Le but général de cette étude était d’évaluer l'influence de l’âge et du sexe sur les indicateurs biologiques d'expositions correspondant à des solvants organiques, soit de manière expérimentale, soit par la modélisation toxicocinétique. De plus, l'effet de certains génotypes du CYP2E1 sur l'activité enzymatique a été étudié à titre exploratoire.

Les changements toxicocinétiques liés à l’âge ont été évalués par modélisation. Des modèles toxicocinétiques d’une étude précédente ont été modifiés en prenant en compte l’âge. Après simulation, des différences de l’ordre de 10 à 20% ont été observées dans la plupart des cas. Néanmoins, pour quelques substances chimiques, des différences jusqu’à 50 % ont pu être mises en évidence. Elles semblent dépendre du produit chimique et de l’indicateur biologique considéré.

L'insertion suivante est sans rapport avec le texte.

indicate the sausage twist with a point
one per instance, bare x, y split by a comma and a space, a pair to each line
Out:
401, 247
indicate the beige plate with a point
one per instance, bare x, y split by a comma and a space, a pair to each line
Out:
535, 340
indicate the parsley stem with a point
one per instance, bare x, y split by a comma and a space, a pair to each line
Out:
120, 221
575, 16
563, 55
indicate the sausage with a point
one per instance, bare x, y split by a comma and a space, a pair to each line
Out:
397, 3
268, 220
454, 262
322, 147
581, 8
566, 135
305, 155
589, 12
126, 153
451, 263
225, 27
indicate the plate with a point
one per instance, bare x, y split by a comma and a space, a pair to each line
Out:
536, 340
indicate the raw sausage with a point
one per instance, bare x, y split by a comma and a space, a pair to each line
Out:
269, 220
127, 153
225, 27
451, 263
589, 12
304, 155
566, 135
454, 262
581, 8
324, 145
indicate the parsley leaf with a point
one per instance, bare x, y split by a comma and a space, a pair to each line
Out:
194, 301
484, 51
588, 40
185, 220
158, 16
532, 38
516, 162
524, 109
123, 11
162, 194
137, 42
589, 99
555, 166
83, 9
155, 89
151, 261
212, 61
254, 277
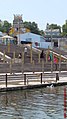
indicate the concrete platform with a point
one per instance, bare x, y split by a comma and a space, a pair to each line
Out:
32, 85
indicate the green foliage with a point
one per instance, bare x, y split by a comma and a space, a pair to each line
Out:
55, 26
32, 26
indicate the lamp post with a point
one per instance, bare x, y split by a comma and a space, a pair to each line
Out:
51, 40
19, 32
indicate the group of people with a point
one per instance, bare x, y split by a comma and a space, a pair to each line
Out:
25, 52
50, 57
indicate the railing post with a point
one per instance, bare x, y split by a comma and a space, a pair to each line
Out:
24, 79
41, 78
6, 80
14, 57
57, 77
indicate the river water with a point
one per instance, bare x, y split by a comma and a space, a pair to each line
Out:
44, 103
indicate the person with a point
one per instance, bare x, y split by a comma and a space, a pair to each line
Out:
25, 50
55, 62
19, 55
42, 54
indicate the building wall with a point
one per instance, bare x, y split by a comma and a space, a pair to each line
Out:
37, 40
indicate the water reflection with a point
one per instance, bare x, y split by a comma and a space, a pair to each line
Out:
44, 103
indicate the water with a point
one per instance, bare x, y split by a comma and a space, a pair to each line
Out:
44, 103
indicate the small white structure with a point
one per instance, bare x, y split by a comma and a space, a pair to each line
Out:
7, 39
38, 41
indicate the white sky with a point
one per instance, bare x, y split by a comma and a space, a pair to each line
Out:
39, 11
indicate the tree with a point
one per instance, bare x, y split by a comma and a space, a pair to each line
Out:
55, 26
5, 26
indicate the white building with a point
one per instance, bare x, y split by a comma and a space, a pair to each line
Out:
38, 41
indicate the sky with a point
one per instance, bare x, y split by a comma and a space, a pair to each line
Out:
38, 11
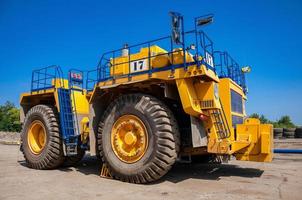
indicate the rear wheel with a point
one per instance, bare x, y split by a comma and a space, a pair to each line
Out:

Des études expérimentales en cabine d’exposition ont permis d’évaluer l’importance des changements toxicocinétiques dus au sexe pour trois solvants organiques : la méthyléthylcétone, le 1-méthoxy-2-propanol et le 1,1,1-trichloroéthane. Les groupes de volontaires étaient composés de dix jeunes hommes et de quinze jeunes femmes, dont dix prenant un contraceptif hormonal. Les participants étaient exposés, au repos pendant six heures, à la moitié de la valeur moyenne d’exposition du solvant considéré. Les indicateurs biologiques respectifs ont été suivis dans l'urine, le sang ou l'air expiré. Les analyses des substances mères et des métabolites ont été effectuées par la technique dite headspace en chromatographie en phase gazeuse, le génotypage par une technique de PCR/RFLP. Les données expérimentales ont servi à valider les modèles toxicocinétiques développés pour les trois solvants organiques à partir d'un modèle général existant. Des différences dans les niveaux d'indicateurs biologiques ont été observées principalement chez les femmes. Les participantes sous prise de contraceptif hormonal ont montré un taux de métabolisme augmenté de 50%. Les résultats ont également indiqué que les volontaires porteurs de l'allèle mutant d'un des génotypes étudiés, le CYP2E1*6, auraient tendance à avoir une activité enzymatique plus élevée. Les simulations obtenues à partir des modèles toxicocinétiques montrent qu’il est possible d’utiliser un modèle général simple afin de prédire l’exposition d’une personne à des solvants organiques.

Cette étude suggère avant tout que les différences toxicocinétiques observées entre hommes et femmes ne sont pas essentiellement dues aux différences physiologiques. Les hormones sexuelles, et notamment les variétés exogènes, semblent jouer un rôle important dans l'activité du CYP2E1. De manière générale, la variabilité interindividuelle observée dans les niveaux urinaires d’indicateurs biologiques d’exposition peut mener à une mauvaise interprétation des résultats en surveillance biologique. Cet aspect doit par conséquent avoir sa place dans l'élaboration de valeurs limites professionnelles.